A cet interventionnisme récurrent des actionnaires dans la vie de la rédaction du groupe s'est ajouté un tir de missile, sous forme de lettre, justement de l'ancienne directrice du Monde, Natalie Nougayrède. Travaillant aujourd'hui au Guardian, elle avait adressé il y a quelques jours aux salariés du groupe une missive dénoncant interventions et pressions des actionnaires. «Sans débat ouvert et approfondi sur la gouvernance du Monde, aboutissant à des clarifications, cette indépendance ne pourra être considérée comme acquise ni pérenne», écrivait-elle (lire ici notre précédent billet de blog et l'intégralité de cette lettre).

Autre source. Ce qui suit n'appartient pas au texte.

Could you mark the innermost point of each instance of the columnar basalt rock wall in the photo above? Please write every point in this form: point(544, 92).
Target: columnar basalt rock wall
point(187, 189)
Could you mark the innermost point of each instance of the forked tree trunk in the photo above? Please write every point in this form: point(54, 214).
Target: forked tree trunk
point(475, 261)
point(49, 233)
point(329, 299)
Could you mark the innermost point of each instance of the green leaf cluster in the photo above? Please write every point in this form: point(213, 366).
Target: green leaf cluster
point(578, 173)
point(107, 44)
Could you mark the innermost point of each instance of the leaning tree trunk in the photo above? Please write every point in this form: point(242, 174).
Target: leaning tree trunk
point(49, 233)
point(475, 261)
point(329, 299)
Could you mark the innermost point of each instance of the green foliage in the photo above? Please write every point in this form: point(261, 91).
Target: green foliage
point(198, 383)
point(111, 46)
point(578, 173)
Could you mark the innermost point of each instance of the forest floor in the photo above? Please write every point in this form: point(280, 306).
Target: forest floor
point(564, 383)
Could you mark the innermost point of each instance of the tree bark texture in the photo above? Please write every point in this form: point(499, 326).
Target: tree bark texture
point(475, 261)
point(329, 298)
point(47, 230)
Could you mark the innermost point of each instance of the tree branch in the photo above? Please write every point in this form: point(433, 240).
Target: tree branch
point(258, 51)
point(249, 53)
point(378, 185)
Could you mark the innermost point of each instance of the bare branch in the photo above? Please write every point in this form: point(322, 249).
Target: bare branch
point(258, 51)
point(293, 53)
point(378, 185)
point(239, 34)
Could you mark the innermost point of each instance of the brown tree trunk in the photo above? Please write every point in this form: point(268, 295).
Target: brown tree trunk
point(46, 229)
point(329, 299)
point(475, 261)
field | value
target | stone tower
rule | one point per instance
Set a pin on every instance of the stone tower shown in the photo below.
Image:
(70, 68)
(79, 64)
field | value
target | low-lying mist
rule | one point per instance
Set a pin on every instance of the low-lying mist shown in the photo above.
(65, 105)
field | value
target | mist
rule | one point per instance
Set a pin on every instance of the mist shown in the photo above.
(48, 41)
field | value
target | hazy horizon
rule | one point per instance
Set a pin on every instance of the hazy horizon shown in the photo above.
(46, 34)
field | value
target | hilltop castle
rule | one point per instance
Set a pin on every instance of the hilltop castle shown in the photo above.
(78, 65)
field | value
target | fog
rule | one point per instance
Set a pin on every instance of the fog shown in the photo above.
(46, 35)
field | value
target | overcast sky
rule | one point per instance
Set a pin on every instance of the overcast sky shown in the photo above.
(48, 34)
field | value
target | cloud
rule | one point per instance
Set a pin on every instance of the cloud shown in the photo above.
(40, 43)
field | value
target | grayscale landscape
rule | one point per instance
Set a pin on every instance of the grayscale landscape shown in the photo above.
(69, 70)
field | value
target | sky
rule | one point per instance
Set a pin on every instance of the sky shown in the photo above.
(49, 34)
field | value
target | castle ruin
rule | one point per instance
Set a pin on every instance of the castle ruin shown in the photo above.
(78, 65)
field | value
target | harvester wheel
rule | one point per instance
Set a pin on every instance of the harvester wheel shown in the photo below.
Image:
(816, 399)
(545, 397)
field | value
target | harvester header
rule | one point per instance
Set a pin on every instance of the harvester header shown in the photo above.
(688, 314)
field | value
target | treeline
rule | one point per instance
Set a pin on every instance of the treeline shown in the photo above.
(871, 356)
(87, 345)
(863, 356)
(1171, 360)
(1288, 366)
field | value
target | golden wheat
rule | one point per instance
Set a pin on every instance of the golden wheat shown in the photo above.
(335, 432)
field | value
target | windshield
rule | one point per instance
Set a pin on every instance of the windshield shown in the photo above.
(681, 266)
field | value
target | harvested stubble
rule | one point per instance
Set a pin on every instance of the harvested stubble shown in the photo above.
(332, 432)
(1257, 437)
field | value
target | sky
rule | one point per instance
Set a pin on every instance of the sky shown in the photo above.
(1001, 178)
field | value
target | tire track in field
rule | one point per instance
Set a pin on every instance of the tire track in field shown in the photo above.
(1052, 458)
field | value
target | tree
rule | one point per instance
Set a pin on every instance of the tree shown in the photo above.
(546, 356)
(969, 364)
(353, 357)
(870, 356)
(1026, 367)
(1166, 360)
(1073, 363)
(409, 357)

Ce carburant supplémentaire a mis en surchauffe le moteur à explosion qu'est devenue le groupe Le Monde.

«Toutes les parties prenantes ont leur part de responsabilité dans la situation actuelle. J’espère qu’elles auront la lucidité de le reconnaître et d’en tirer les leçons pour redéfinir un processus pérenne, transparent et juste de désignation du directeur ou de la directrice du Monde», écrit diplomatiquement Gilles van Kote, en commentant la crise actuelle.

Le trio BNP ne l'entend pas ainsi. Car puisque leur candidat n'a pas passé le seuil statutaire des 60%, les actionnaires dévoilent leur intention de s'asseoir sur ces statuts et de faire sauter au passage ce qui, sur le papier, semblait être un garant de l'indépendance du journal. Dans un communiqué adressé dès jeudi aux salariés du groupe, il s'en prennent à ce seuil des 60%, disant «regretter ce processus qui ne reconnait pas la validité de l’approbation majoritaire des journalistes et qui, in fine, fragilise et abîme le collectif alors même que les résultats actuels du Monde confirment  la capacité de l'équipe à la fois à transformer son modèle économique et à innover éditorialement sur le print comme sur le numérique».

Résultat, il est demandé à la SRM de reconsidérer la candidature de Jérôme Fenoglio: les actionnaires «invitent la SRM à examiner les enjeux qui se posent aujourd'hui aux groupes de presse et à considérer à nouveau les qualités de Jérôme Fenoglio, de son équipe et de son projet éditorial». Implicitement, cela revient à exiger de la rédaction de dire «oui» quand elle vient de voter «non».

Il est de meilleures façons de démontrer l'indépendance d'un journal... Jérôme Fenoglio l'a évidemment compris qui, dans un mail adressé à toute l'équipe, jette l'éponge dans des termes peu amènes envers les propriétaires. «Je ne suis pas, je ne serai pas, le candidat et encore moins le directeur issu d'un coup de force des actionnaires. Je n'ai pas donné mon accord à leur communiqué du jour et je ne conçois de discussions sur l'avenir, avec le bureau de la SRM ou le pôle d'indépendance, que dans le cadre des procédures en vigueur, la principale étant la règle des 60%», écrit-il (lire ici l'intégralité du mail). Une déclaration qui laisse les actionnaires seuls face à eux-mêmes et à la crise qu'ils ont provoquée.